Like most mothers, I'd do anything for my children. My son, Jason, has high-functioning autism and it has challenged him all his life. With a lot of help and encouragement, he was able to graduate cum laude from high school. After some private lessons, he finally received his driver's license and now drives his own car that he bought himself, thanks to a part-time job with a local movie theater chain where he worked for a while, plus an inheritance from my mother when she passed.
Full time employment, however, seems to be the wall he can't hurdle. He applies but is rarely given the chance to even interview. When he was turned down for the third time for a part-time position at Barnes & Noble this past January, I decided it was time St. George, Utah had an independent bookstore of its own, selling all new books and offering a full slate of events. A bookstore with a heart for those on the autistic spectrum (as well as other disabilities). A bookstore that would give Jason a job and train him to take over one day should he so choose. And it's a natural fit for him--he's always loved books and even taught himself to read by age three.
You may think indie bookstores are dying, but it's just not so. A bookstore can be a profitable business if done right. Between 2009 and 2015 when so many other small businesses were going under, the number of independent bookstores rose--so much so that a Harvard professor set out to study the anomaly to find out what they were doing differently. In short, he found that truly successful bookstore all engaged in what he called "the 3 Cs--Community, Convening, and Curation." That's what we have planned to do with our bookstore.
The Book Bungalow opened on September 26, 2018, and had its Grand Opening on October 19th. We're reaching out to the community, continuing to carefully curate our collection of books, and filling up the calendar with events--sometimes as many as four a week.
In fact, thanks to our good friend, Elise West of Affogato Coffee Shop, we had our first author event--featuring "Chasing Portraits" by Elizabeth Rynecki--about three weeks before we even opened, and we sold 19 of the 24 books sent by Penguin Random House.
The bookcases are now full and we're gradually spreading the word that St. George finally has a full-service independent bookstore. Still, after spending so much for an opening inventory, we certainly aren't making enough yet to pay Jason a salary--or anyone else, for that matter.
Here's where you can help.
Choose to buy your books locally here at The Book Bungalow. Sure, you could get them cheaper on line, but Amazon or any other online or big box source can't give you the feeling you'll get as soon as you walk through our door. And the money you spend locally helps the local tax base, it doesn't go out of state to big corporate headquarters.
Sign up to receive our monthly newsletter, and then come to our events to meet fellow book lovers.
Most of all, spread the word about us in person and on social media. And we would LOVE some more Google reviews.
And if you happen to love books and bookstores and have deeper pockets than the average citizen, think about donating $1,000 or more to sponsor your own shelf or even a whole room in our store.
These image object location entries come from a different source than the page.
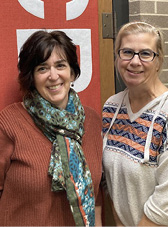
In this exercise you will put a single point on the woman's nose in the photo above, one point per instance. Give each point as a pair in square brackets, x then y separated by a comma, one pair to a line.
[53, 73]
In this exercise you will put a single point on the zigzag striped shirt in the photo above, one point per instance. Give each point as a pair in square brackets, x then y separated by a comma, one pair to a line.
[131, 181]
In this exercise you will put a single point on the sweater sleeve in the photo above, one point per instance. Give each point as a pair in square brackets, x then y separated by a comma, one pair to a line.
[6, 150]
[156, 207]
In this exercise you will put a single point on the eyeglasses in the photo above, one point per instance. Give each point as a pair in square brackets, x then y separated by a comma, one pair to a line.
[127, 54]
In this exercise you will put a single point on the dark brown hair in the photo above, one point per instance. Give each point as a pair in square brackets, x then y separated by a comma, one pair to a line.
[38, 48]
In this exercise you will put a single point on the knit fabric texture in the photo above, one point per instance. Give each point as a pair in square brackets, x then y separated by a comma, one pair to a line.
[27, 199]
[137, 187]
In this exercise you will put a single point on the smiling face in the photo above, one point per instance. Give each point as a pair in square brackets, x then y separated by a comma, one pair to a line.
[136, 72]
[53, 78]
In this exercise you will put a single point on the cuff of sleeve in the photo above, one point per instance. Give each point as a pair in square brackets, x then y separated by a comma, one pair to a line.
[155, 213]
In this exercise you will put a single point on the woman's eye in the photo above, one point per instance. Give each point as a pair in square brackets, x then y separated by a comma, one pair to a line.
[146, 53]
[127, 52]
[42, 69]
[61, 66]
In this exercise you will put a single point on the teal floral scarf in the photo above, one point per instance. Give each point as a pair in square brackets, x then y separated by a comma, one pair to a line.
[67, 167]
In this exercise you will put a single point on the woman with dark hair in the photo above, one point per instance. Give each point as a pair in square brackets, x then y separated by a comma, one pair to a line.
[50, 153]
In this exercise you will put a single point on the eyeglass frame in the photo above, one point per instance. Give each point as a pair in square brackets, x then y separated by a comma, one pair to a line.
[137, 53]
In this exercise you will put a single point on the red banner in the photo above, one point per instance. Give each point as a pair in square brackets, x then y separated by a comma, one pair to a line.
[77, 18]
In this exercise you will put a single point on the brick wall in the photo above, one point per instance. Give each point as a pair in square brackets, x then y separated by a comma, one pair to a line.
[154, 12]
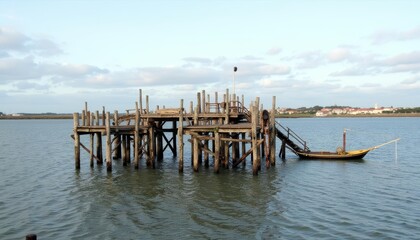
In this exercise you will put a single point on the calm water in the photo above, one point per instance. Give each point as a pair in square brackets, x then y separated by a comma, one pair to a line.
[378, 198]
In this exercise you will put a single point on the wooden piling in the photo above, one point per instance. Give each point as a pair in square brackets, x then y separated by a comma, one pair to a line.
[99, 154]
[273, 133]
[151, 146]
[108, 143]
[181, 137]
[159, 140]
[254, 140]
[117, 136]
[76, 140]
[136, 138]
[209, 123]
[216, 151]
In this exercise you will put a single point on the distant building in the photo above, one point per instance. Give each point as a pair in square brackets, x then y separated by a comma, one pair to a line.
[353, 111]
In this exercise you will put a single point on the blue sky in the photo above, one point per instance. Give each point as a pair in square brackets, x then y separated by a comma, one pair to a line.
[55, 55]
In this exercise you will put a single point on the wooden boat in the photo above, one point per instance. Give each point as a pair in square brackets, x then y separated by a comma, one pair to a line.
[350, 155]
[340, 154]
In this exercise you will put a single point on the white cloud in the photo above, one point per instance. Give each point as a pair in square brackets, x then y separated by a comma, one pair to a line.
[386, 36]
[274, 51]
[16, 42]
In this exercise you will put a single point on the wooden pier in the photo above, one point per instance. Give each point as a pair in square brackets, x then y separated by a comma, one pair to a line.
[225, 131]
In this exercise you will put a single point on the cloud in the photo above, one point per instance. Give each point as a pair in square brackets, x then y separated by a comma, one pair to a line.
[385, 36]
[310, 59]
[411, 81]
[273, 51]
[339, 54]
[352, 71]
[405, 62]
[203, 61]
[12, 41]
[18, 69]
[12, 69]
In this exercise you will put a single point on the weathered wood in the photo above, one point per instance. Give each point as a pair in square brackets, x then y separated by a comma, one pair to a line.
[273, 133]
[124, 150]
[242, 159]
[136, 138]
[195, 155]
[76, 140]
[91, 148]
[227, 107]
[254, 140]
[174, 133]
[216, 152]
[108, 142]
[31, 237]
[159, 140]
[151, 147]
[117, 136]
[226, 126]
[181, 138]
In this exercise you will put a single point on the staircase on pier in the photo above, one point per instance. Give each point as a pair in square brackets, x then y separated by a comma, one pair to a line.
[290, 139]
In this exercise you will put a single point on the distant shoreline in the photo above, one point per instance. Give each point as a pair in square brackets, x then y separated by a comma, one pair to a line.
[70, 116]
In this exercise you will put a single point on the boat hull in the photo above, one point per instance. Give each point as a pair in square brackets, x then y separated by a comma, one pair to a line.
[351, 155]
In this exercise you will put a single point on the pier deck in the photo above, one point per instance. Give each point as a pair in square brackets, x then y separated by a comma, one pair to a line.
[225, 131]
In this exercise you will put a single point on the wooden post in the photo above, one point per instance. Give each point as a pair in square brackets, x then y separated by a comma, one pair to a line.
[159, 138]
[99, 154]
[83, 118]
[117, 143]
[283, 150]
[191, 107]
[273, 133]
[198, 102]
[243, 148]
[174, 133]
[216, 151]
[147, 104]
[91, 136]
[206, 154]
[124, 149]
[108, 143]
[195, 151]
[103, 116]
[136, 138]
[31, 237]
[76, 140]
[216, 100]
[128, 149]
[181, 137]
[227, 107]
[226, 154]
[151, 145]
[254, 140]
[203, 102]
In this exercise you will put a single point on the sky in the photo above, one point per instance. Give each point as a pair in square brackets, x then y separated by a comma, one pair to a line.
[57, 55]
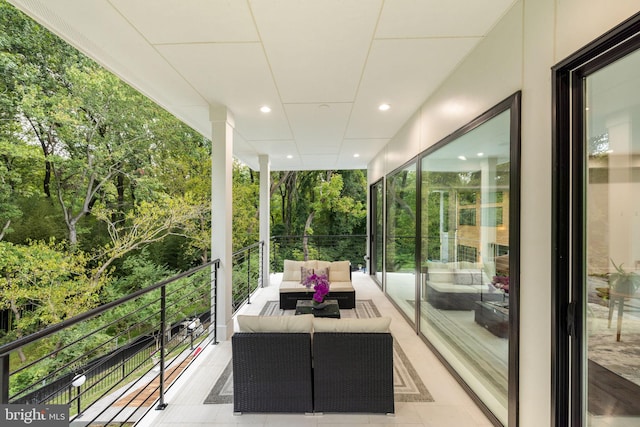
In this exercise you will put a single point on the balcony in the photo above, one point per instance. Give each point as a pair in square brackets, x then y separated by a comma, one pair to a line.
[123, 386]
[451, 405]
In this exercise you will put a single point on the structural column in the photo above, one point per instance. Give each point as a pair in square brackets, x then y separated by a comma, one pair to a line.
[265, 217]
[222, 213]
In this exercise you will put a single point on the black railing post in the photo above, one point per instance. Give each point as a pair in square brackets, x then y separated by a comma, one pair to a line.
[214, 309]
[249, 276]
[261, 270]
[4, 379]
[163, 321]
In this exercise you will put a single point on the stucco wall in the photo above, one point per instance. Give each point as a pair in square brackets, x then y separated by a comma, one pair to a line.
[517, 55]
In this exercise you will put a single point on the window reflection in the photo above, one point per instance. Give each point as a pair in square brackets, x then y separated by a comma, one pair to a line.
[464, 287]
[400, 255]
[613, 250]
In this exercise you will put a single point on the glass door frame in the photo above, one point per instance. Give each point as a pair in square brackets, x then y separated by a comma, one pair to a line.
[569, 220]
[376, 253]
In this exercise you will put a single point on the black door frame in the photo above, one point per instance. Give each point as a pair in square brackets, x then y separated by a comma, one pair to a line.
[568, 405]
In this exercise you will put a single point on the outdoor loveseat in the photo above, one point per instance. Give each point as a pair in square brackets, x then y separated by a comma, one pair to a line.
[340, 284]
[337, 365]
[458, 285]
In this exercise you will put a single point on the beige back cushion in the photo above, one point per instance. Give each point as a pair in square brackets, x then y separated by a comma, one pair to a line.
[339, 271]
[374, 324]
[301, 323]
[291, 270]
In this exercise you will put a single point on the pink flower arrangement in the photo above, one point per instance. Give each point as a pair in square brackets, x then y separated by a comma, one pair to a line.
[501, 282]
[320, 285]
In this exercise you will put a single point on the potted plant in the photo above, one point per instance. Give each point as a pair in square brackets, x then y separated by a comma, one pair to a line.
[622, 281]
If you have a grown child or relative with autism, or know someone who does, you are no doubt aware that they don't get nearly the kinds of services the younger kids do. If you can do any of the above, I'll thank you, Jason will thank you, and the communities of St. George, Washington, Santa Clara, and Ivins here in Southern Utah will thrive all the more with a bookstore that brings readers and writers together and welcomes everyone.
We did this for two reasons: to help build a bridge for Jason to his future and to help bridge the literary arts communities of Southern Utah.